Je suis plus intéressé a l’enterrement écologique qui est plus économique et moins polluant, cependant, je ne suis pas très ouvert à ce qu’on prennent du compost des dépouilles pour son propre jardin
Nuage

 

Le compost humain, une option pour un cimetière de Kelowna

 

Compost humain

La fondatrice du Urban Death Project, Katrina Spade, affirme que de nombreuses familles choisissent le compost humain, car il s’agit d’une option funèbre plus écologique. Photo :  Urban Death Project

Avec son cimetière municipal qui se remplit, la Ville de Kelowna, en Colombie-Britannique, doit penser à diverses solutions, dont les enterrements écologiques.

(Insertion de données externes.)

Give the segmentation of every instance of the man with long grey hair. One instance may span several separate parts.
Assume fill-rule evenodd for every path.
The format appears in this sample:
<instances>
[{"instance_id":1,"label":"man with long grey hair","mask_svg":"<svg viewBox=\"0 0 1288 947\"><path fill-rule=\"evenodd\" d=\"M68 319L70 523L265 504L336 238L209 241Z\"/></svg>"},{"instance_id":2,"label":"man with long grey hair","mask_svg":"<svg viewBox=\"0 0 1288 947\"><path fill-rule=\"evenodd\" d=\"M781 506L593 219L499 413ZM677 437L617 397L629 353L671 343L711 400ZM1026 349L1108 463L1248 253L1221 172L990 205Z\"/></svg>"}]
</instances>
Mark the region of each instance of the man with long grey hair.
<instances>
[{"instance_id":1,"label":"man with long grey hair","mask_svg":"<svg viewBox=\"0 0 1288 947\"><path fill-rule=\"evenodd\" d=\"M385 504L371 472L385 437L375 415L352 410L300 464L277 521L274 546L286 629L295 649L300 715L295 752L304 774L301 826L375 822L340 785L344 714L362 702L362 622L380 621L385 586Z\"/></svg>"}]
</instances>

Le concept des enterrements écologiques, ou « verts », est de laisser la dépouille se décomposer le plus naturellement possible dans le sol, en évitant les cercueils, les caveaux, l’embaumement ou l’incinération. Une fois complètement décomposé, le corps peut être transformé en compost utilisable.

Le directeur du cimetière municipal Memorial Park à Kelowna, David Gatze, préfère ne pas parler de « compost humain », mais il convient que la demande, pour les enterrements verts, grandira avec la venue de nouvelles générations plus soucieuses de la consommation d’énergie.

Jeudi dernier, le conseil municipal a adopté un plan d’aménagement quinquennal de 660 000 $ pour le cimetière. Ce plan prévoit la construction d’une nouvelle section de 600 à 800 places pour des restes incinérés, lesquels prennent moins d’espace que les cercueils. Le tout fait partie d’un plan à plus long terme visant à créer plus de places et à entretenir le cimetière lorsqu’il sera rempli.

La fondatrice d’un organisme sans but lucratif de compost humain à Seattle croit aussi que la demande pour les enterrements verts grandira. Katrina Spade, fondatrice et directrice générale d’Urban Death Project, soutient que les options manquent et sont souvent inutiles ou carrément néfastes pour l’environnement.

Un corps humain prend de quatre à six semaines à se décomposer complètement, selon Mme Spade.

« À ce moment-là, nous encourageons les proches à revenir, prendre un peu de ce compost et peut-être cultiver un jardin commémoratif dans leur cour », explique-t-elle.